When Kelly Granley, 24, a former Junior A hockey player in Red
Deer, Alta., now working as a youth adviser at an Edmonton school
board, came out to his teammates in high school, some of the parents
had a harder time dealing with the news, refusing to let their sons
share a hotel room with him. The players, many of them good friends,
accepted him – partly, Mr. Granley believes, because he handled
the situation with humour.
“That was a gay play,” they'd say. And he'd joke, “Oh,
do you mean in a good way?” He doesn't think the trash talk,
which came across as homophobic, is the issue – he's done
it himself, he says, as part of the game. The problem lies with
old-school coaches, Mr. Granley believes, an issue that will correct
itself as the next generation takes team management positions.
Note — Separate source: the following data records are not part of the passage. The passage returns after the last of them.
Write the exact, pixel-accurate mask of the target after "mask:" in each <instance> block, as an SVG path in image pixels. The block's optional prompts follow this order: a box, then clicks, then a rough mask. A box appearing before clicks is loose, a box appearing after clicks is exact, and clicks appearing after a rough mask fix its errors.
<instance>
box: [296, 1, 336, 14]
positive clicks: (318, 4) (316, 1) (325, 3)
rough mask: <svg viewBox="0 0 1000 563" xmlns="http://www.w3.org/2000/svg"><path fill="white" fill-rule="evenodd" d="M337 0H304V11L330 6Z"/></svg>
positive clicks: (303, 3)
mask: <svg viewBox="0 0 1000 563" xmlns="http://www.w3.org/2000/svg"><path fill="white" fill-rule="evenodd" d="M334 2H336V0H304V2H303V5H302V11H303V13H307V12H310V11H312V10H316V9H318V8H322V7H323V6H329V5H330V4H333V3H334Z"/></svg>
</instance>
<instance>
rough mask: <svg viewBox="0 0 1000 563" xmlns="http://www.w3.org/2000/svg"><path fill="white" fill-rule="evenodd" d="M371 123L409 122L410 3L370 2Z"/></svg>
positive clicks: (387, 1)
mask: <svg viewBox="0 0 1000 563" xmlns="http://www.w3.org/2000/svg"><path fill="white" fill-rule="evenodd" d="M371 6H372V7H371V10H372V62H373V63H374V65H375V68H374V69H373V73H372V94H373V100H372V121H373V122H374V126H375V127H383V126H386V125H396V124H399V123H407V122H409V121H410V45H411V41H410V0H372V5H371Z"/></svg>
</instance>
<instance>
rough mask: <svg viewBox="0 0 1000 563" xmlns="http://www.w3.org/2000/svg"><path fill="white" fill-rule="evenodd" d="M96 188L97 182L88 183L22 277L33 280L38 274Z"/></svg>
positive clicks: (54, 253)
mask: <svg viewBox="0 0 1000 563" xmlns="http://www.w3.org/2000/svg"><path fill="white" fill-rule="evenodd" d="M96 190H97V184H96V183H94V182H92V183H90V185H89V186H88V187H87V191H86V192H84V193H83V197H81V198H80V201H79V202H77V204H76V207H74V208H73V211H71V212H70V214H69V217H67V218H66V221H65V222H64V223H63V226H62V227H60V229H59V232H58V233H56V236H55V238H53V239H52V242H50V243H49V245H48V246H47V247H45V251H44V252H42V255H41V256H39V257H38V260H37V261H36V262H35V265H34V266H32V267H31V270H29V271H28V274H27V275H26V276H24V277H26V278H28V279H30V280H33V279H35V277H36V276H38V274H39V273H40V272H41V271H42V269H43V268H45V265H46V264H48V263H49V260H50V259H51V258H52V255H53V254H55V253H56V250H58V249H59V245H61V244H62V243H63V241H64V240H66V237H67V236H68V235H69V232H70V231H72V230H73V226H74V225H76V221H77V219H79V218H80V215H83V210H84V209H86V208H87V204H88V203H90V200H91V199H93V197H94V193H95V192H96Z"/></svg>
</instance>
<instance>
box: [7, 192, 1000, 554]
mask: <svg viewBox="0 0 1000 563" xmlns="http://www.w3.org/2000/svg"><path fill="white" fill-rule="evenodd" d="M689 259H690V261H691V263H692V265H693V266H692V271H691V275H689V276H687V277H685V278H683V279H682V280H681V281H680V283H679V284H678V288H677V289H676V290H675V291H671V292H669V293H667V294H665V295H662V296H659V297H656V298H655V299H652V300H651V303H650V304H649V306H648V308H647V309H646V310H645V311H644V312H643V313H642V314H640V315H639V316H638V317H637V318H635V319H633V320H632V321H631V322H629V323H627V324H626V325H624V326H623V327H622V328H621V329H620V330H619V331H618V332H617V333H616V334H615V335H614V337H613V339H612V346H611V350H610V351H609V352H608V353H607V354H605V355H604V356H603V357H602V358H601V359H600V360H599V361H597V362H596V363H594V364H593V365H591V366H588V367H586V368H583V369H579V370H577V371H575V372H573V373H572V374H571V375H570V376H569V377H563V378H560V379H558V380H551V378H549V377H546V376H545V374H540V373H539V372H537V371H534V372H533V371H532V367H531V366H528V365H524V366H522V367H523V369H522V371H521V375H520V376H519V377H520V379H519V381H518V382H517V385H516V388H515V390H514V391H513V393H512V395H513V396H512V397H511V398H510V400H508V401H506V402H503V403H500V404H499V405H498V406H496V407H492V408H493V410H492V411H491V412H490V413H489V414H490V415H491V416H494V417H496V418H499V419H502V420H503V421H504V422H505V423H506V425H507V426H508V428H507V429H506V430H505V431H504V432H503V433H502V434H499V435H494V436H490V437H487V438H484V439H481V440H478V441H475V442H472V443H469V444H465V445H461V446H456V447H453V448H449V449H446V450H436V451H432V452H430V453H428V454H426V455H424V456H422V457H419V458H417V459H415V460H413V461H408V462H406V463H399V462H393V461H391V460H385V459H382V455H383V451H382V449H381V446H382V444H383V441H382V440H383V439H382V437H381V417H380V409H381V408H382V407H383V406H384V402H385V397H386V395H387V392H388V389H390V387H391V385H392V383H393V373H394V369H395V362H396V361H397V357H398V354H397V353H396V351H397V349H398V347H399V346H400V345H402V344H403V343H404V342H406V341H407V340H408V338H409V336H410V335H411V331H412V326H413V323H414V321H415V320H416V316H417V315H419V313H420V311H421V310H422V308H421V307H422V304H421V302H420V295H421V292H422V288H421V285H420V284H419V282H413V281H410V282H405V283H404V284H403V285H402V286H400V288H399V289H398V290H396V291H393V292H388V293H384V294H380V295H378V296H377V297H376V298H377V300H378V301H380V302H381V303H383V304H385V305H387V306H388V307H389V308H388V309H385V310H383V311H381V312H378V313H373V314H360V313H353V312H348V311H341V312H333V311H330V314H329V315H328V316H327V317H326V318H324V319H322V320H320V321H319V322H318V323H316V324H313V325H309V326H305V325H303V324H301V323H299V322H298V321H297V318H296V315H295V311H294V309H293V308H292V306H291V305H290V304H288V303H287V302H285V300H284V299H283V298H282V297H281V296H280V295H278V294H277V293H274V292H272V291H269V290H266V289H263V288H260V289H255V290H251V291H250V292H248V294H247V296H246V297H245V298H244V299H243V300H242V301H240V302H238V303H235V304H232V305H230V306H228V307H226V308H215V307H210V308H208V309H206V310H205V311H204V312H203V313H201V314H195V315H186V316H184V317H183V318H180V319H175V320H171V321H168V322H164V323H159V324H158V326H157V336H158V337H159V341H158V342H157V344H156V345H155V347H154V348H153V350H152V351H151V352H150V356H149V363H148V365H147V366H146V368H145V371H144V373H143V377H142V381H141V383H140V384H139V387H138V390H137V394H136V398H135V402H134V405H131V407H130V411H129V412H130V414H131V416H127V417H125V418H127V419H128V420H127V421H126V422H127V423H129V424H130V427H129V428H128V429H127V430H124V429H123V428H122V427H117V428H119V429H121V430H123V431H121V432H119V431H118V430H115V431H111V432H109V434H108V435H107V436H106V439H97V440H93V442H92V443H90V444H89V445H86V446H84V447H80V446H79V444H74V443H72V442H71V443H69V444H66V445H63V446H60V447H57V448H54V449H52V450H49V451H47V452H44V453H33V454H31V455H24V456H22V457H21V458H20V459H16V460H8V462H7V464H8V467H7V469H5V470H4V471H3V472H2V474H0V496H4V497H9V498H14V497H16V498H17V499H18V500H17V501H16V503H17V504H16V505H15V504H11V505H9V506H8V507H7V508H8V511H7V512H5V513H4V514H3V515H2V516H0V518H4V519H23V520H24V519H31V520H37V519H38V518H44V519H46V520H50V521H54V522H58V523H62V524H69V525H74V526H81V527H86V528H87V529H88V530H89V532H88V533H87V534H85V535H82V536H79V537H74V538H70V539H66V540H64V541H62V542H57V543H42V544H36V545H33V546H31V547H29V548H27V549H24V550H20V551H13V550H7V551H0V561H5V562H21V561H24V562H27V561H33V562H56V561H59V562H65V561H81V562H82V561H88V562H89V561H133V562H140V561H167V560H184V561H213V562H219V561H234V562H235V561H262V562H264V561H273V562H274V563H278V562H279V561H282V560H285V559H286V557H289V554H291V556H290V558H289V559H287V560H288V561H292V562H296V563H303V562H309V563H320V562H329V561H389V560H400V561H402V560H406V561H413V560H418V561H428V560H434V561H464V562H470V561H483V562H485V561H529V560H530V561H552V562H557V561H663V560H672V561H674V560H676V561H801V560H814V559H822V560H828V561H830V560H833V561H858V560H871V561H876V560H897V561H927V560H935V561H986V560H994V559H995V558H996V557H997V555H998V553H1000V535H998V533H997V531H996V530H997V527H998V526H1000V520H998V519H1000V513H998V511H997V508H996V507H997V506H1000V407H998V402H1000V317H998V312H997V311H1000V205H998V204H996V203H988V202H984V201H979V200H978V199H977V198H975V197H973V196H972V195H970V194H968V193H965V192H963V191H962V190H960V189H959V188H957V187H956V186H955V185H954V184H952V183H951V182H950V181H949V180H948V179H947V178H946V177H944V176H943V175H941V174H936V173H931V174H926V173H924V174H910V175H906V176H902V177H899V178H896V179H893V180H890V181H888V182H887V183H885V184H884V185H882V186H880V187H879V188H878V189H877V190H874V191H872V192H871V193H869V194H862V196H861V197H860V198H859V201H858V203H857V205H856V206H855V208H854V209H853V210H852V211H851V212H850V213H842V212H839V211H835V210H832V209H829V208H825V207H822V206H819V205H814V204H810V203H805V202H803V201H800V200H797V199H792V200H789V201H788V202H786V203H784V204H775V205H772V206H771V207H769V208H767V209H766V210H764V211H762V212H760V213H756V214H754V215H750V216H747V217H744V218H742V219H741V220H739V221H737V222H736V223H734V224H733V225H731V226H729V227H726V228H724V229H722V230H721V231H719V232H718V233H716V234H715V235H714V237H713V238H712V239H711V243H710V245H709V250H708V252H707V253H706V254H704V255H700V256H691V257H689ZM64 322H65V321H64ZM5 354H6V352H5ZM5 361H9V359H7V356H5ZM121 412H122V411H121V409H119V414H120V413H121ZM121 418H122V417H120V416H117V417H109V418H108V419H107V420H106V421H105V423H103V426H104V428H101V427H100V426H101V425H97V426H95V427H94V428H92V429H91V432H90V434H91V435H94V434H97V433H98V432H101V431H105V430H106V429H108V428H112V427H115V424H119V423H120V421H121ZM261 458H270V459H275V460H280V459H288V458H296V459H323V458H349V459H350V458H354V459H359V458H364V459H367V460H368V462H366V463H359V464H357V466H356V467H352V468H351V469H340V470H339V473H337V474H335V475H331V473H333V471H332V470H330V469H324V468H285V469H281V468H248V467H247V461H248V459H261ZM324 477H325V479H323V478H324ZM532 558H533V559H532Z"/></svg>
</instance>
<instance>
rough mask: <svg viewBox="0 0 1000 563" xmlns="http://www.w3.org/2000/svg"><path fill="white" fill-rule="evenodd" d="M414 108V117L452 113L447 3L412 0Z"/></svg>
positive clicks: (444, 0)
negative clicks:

Trevor Ritchie, a 19-year-old student at the University of British
Columbia who came out to his junior team in September, got more
support than he was expecting: As a surprise, his teammates chose
pink for their uniform. “I can't stand pink,” he says,
laughing. “I don't know what they were thinking. But I appreciate
the gesture.”
But athletes concede that it's easier to tell their fellow players
when they are either at the top of their game – as Mr. MacDonald
was – or have already stopped playing, as in Mr. Tittley's
case. For both men, the reaction was accepting. But the young high-school
athlete, especially a player who's not a star, or lives in a small
town, has more pressure to stay quiet.
Canada's high-school atmosphere still sets an anti-gay tone: A
new national survey of 3,600 students in 20 school districts, conducted
by researchers in Manitoba, found that 70 per cent reported hearing
homophobic comments every day – and that's outside the locker
room.
Ryan Powell, for instance, who grew up in a small Alberta city,
and who kept his sexuality quiet all through high school, stopped
playing sports when he was in Grade 6. “I just stepped away
from the controversy of being found out,” says Mr. Powell,
now 30, who works in the hotel industry in Vancouver. He has picked
up soccer again by playing on a gay-friendly team in the city –
a trend that has developed rapidly over the past 10 years, to include
soccer and hockey leagues, and a rugby team called the Muddy York
in Toronto.
By coming out, Mr. Burke has helped open the door for other high-level
gay athletes to join him, says Roger LeBlanc, a kinesiology professor
at the University of Moncton, who studies the issue. But to really
change the sports environment, he says, players' associations need
to crack down on anti-gay behaviour, and straight athletes need
to start speaking up against the homophobic atmosphere in locker
rooms.
“People follow by example,” says Alyssa McLean, 17,
assistant captain and the other openly gay player on the Woodstock
High School team. Her teammate Ms. Steeves puts it this way: “It's
like when you're in high school, and the teacher asks an awkward
question, and everyone looks around. And once one person raises
their hand, everybody feels free to do it.”